Mais il refuse d’enfermer Johan Anmuth dans le passé. Alors que celui-ci est vu en son temps comme un rétrograde avec sa méthode fondée sur la parole, Hintermann prend soin de le mettre en scène, dans l’agencement même des premiers plans, comme un précurseur d’une autre forme de médecine, bien plus tardive : la psychanalyse. Le cinéaste tient également à le positionner face au rationalisme de la science moderne en montrant qu’il est lui-même un homme rationnel, rejetant par exemple les légendes de sorcières. Et s’il ne croit pas lui-même aux esprits qui peuplent la forêt, Anmuth ne les ignore cependant pas, considérant que ces récits disent quelque chose d’essentiel de l’état et du vécu de ses patients.

L’ancestrale culture animiste donne l’occasion à Hintermann de glisser vers le fantastique et de mettre en scène une nature magique et habitée, à travers de magnifiques évocations visuelles, dénuées d’ailleurs de tout effet numérique. Si les préoccupations du cinéaste sur les relations entre la science et la spiritualité sont proches de celles de son producteur exécutif, Terrence Malick, il trouve dans cette histoire à plusieurs temporalités et dans ce rapport au mythe matière à forger un style propre, travaillant à représenter le corps de façon plus viscérale, et une pensée bien à lui, détachée par exemple de la question de la religion. Les visions fantastiques auxquelles il donne vie appellent à reconsidérer le monde vivant et à prendre conscience avec humilité de tout ce que l’on ignore, ce que l’on ne voit pas, ce qui sous-tend notre existence en silence. Et elles appellent ainsi à élargir la lecture du film.

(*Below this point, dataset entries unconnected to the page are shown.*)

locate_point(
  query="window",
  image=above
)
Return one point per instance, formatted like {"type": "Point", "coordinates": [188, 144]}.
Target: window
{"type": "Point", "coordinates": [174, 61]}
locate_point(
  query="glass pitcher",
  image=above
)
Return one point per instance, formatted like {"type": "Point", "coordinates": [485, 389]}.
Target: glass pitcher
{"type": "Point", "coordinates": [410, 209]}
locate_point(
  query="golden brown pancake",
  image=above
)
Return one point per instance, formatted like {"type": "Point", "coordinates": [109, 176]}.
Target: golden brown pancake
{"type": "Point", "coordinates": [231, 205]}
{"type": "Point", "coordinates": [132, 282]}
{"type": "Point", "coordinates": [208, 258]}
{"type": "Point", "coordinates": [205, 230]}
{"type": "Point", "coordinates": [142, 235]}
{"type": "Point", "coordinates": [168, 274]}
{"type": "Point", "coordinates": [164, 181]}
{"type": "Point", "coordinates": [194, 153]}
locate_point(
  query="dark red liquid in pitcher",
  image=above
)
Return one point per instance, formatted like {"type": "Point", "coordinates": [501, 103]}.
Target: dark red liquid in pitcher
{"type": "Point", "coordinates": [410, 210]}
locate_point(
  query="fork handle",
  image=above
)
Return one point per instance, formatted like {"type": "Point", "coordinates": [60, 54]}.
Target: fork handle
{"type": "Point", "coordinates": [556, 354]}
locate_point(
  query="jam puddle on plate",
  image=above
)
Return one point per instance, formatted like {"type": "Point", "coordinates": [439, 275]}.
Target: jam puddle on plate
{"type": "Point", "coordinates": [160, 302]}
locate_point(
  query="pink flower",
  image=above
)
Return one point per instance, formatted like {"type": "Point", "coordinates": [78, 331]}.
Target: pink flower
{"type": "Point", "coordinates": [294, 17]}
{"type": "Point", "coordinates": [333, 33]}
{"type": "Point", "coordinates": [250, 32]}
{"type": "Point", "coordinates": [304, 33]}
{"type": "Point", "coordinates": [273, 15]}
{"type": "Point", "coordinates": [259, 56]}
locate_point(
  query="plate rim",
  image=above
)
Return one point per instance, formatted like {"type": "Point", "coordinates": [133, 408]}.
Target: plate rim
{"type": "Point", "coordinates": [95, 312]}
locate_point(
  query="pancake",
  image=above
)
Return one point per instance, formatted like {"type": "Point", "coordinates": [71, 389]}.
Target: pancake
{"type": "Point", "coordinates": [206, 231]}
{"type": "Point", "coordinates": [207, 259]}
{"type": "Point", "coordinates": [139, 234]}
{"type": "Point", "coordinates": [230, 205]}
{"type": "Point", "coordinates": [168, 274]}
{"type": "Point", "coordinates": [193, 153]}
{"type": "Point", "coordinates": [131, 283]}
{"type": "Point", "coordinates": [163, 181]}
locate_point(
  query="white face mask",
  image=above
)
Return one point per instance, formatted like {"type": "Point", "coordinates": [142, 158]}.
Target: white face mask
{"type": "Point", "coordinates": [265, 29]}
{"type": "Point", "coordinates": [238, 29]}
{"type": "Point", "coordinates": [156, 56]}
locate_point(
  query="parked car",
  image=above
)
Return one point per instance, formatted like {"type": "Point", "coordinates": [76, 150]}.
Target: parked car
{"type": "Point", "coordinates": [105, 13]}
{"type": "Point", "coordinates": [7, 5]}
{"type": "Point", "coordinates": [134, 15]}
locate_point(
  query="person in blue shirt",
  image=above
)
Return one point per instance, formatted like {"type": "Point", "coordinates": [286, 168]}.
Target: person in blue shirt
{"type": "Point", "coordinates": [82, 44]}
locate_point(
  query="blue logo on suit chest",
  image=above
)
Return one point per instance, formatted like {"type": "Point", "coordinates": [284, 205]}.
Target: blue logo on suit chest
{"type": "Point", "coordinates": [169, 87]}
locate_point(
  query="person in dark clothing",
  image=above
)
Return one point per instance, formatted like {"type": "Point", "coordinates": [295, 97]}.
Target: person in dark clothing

The Book of Vision amène à s’interroger sur cette spiritualité disparue : pourquoi le progrès s’est-il accompagné d’une perte ? Pourquoi a-t-il fallu que le corps soit dissocié de l’esprit ou que l’abstraction chasse le vécu ? Outre le fait que le film résonne avec certaines revendications contemporaines d’une meilleure considération du patient (notamment en ce qui a trait à des choses très intimes, comme la gynécologie ou la maternité), la réflexion qu’il développe va bien au-delà de la médecine. C’est la notion même de progrès sur laquelle Hintermann s’interroge : interprété selon le modèle occidental dominant, le progrès s’est accompagné d’un effacement du rapport spirituel des hommes avec leur environnement. Or, aujourd’hui, alors que ce modèle matérialiste mène à l’extinction, peut-on encore le nommer progrès ?

L’histoire de ce médecin devient donc sous l’œil de Hintermann l’allégorie d’un constat philosophique beaucoup plus large. Il n’est pas question ici de revenir à d’anciennes croyances, mais de changer de paradigme afin de reconsidérer notre échelle des valeurs. The Book of Vision est la démonstration magistrale que l’on ne peut pas construire les routes de l’avenir en abattant les arbres du bois desquels sont faits les enfants rêveurs. Sous les apparences d’un film en costumes, on trouve une œuvre d’une actualité brûlante, de même que sous les apparences d’un traité cérébral, on trouve un grand film d’amour.

Les films de la 49e édition du FNC peuvent être visionnés en ligne jusqu’au 31 octobre.